Llegué a Valencia el viernes a las nueve menos cuarto de la noche. El viaje me dio justo para Turandot. Hacía frío y llovía esa lluvia insidiosa que parece que no es nada y te acaba calando hasta los huesos. El taxista que me llevó al hotel era paquistaní, punjabi, y me contó que ser paquistaní era estar trabajando las 24 horas, cosa que era muy difícil de hacer en esta ciudad, donde la gente es tan amable y tan amiga de pasárselo bien. "¿Te quieres creer que a las tres de la mañana pueden estar en la calle y no te dejan ir a dormir? ¿Un rato más?, te piden, aunque tengas que levantarte a las seis de la mañana. En Valencia no hay manera de ser paquistaní. Pienso que mis nietos ya serán más valencianos que paquistaníes".

Dejé las cosas en el hotel y salí a cenar algo, con tan mala fortuna que un coche que pasaba a toda velocidad a mi lado me echó encima todo el agua acumulada en un charco de la calle. Empapado, sin paraguas, con frío, me metí en el primer lugar que encontré, que no pasará a la historia de la gastronomía. 

En la mañana del sábado di una charla a los titulares de las escuelas católicas de la comunidad valenciana. Unos días antes me habían dado en Madrid un premio por defender la escuela pública y ahora, en Valencia, iba a defender la libertad de elección de centro de los padres. Estoy, efectivamente, a favor de la escuela pública, pero aún más de la libertad de elección. Cuando oigo decir que la escuela pública es la de todos, no puedo menos de pensar que un universal como éste se niega con un simple particular contrario. Y en España hay muchos particulares que están en su perfecto derecho a ser contrarios. Por otra parte, si vamos -como vamos- a un modelo de escuelas diversificadas y progresivamente más autónomas, esta autonomía debe ser correspondida con una efectiva libertad de elección de centro por parte de las familias. Mi pretensión no es que la escuela pública sea la de todos, sino que sea muy buena; la mejor, si es posible.

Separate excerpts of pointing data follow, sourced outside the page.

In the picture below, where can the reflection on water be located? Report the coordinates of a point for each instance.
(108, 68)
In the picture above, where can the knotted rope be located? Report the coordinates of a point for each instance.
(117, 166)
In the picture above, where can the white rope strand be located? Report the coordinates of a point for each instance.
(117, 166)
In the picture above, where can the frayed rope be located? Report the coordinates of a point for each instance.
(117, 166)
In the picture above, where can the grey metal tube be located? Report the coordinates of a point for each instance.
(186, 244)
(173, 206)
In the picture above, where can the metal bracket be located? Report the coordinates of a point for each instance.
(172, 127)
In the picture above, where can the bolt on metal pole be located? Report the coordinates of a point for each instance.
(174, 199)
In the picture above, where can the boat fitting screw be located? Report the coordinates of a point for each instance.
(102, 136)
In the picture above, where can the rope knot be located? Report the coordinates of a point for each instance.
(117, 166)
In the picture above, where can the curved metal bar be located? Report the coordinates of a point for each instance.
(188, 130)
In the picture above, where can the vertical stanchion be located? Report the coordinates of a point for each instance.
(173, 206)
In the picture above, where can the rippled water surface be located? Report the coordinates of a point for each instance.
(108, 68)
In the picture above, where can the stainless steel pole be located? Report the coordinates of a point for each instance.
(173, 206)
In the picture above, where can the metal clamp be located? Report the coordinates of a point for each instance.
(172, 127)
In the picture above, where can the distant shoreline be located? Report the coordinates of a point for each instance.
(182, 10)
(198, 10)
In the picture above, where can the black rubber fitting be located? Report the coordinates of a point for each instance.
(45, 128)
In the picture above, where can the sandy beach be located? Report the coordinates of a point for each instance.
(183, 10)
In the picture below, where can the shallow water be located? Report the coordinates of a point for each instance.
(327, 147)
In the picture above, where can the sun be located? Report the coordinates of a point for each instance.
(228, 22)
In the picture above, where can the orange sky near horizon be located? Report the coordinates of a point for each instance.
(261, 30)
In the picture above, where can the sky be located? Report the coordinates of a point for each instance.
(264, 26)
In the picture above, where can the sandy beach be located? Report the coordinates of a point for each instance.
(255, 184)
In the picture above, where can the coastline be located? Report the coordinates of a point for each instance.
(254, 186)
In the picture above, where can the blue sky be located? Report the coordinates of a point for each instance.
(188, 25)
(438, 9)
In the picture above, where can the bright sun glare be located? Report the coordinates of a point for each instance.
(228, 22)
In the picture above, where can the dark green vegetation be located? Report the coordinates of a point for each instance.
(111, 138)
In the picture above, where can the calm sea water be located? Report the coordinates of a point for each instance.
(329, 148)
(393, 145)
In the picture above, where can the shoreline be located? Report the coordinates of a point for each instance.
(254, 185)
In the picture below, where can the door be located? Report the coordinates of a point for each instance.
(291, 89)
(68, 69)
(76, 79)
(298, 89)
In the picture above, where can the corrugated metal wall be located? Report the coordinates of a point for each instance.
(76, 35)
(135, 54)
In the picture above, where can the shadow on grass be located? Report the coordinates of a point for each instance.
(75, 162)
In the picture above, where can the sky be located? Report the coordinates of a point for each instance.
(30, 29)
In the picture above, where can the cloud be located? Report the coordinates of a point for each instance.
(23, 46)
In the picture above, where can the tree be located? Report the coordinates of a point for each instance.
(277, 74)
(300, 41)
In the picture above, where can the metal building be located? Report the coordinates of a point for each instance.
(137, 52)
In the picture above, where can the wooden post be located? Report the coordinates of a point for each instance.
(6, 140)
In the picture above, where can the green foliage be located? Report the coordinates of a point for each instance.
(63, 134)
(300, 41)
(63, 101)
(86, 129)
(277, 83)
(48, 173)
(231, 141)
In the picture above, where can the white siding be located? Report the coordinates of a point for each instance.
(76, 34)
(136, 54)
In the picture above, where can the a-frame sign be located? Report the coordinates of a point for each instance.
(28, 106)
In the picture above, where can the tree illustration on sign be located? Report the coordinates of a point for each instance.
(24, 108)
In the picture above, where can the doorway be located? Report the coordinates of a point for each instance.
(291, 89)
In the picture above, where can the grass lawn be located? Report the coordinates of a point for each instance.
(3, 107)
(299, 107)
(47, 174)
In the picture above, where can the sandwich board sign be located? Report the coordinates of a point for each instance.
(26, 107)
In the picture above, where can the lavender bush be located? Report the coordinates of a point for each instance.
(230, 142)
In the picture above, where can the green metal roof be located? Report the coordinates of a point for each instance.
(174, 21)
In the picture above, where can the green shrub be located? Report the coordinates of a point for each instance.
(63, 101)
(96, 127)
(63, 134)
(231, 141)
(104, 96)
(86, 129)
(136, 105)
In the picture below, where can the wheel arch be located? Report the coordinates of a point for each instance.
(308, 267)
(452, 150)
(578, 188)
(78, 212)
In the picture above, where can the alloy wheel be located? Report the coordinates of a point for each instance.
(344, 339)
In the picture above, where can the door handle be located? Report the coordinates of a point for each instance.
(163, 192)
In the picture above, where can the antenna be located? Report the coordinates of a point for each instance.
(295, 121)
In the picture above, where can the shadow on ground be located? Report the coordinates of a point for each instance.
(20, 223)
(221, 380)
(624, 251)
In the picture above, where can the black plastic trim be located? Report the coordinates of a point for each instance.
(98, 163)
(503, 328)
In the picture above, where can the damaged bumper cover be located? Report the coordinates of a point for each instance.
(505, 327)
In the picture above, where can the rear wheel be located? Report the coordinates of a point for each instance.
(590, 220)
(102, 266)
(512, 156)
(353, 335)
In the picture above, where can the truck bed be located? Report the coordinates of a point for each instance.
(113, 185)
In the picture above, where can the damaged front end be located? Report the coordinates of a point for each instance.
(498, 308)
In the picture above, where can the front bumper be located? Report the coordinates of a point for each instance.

Tomando un café en un bar cercano al lugar de la conferencia, me entero de que en la madrugada del 28 de febrero murió, a los 103 años, Alejandra Soler, una mujer con la que hablé por teléfono tres veces, pero que me impresionó profundamente. 

Alejandra fue una de las primeras universitarias de Valencia y una de sus primeras deportistas. Formó parte de la FUE. Se afilió al PCE. Estuvo exiliada en la URSS, donde fue maestra de los niños españoles y titular de la cátedra de Lenguas Romances de la Escuela Superior de Diplomacia de Moscú. Conocí no hace mucho a una mujer que había sido alumna suya durante el sitio de Stalingrado. 

Me puse en contacto con ella porque había conocido a Caridad Mercader y a su círculo de amigas en Barcelona. Tenía una memoria extraordinaria, pero era selectiva a la hora de hablar. Se notaba que había ciertas cosas que prefería guardarse, por ejemplo las relativas al funcionamiento de los hornos del Hotel Colón. No tenía inconveniente en hablarme de la belleza e inteligencia de África de las Heras o de Carmen Brufau, añadiendo que ambas "eran muy liberales en los amores", pero cuando intentaba llevarla de las generalizaciones a las acciones concretas, se retenía. Me explicó, sin embargo, algunas cosas que fueron decisivas para orientar mi investigación y, sobre todo, me puso en contacto con más personas. Pero ella lo que quería resaltar es que seguía siendo de izquierdas y que no se perdía una manifestación, aunque, como ya era muy mayor, tenía que seguirlas en taxi.

Alejandra tiene escritas sus memorias en un libro cuyo título ya lo dice todo: La vida es un río caudaloso con peligrosos rápidos. Al final de todo... sigo comunista.

A la vuelta, tocaba Madame Butterfly.